Question

Suppose we take a poll (random sample) of 3923 students classified as Juniors and find that 3196 of them believe that they will find a job immediately after graduation. What is the 99 % confidence interval for the proportion of GSU Juniors who believe that they will, immediately, be employed after graduation.

Answer 1

The 99% confidence interval for the proportion of GSU Juniors who believe that they will, immediately, be employed after graduation is (0.7987, 0.8307).

Explanation:

In a sample with a number n of people surveyed with a probability of a success of
`\pi`, and a confidence level of
`1-\alpha`, we have the following confidence interval of proportions.

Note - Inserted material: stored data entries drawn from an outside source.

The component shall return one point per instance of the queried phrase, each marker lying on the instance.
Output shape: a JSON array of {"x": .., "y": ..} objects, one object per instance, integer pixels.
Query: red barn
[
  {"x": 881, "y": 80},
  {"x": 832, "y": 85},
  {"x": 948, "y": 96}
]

`\pi \pm z\sqrt{(\pi(1-\pi))/(n)}`

In which

z is the z-score that has a p-value of
`1 - (\alpha)/(2)`.

Suppose we take a poll (random sample) of 3923 students classified as Juniors and find that 3196 of them believe that they will find a job immediately after graduation.

This means that
`n = 3923, \pi = (3196)/(3923) = 0.8147`

99% confidence level

So
`\alpha = 0.01`, z is the value of Z that has a p-value of
`1 - (0.01)/(2) = 0.995`, so
`Z = 2.575`.

The lower limit of this interval is:

`\pi - z\sqrt{(\pi(1-\pi))/(n)} = 0.8147 - 2.575\sqrt{(0.8147*0.1853)/(3923)} = 0.7987`

The upper limit of this interval is:

`\pi + z\sqrt{(\pi(1-\pi))/(n)} = 0.8147 + 2.575\sqrt{(0.8147*0.1853)/(3923)} = 0.8307`

The 99% confidence interval for the proportion of GSU Juniors who believe that they will, immediately, be employed after graduation is (0.7987, 0.8307).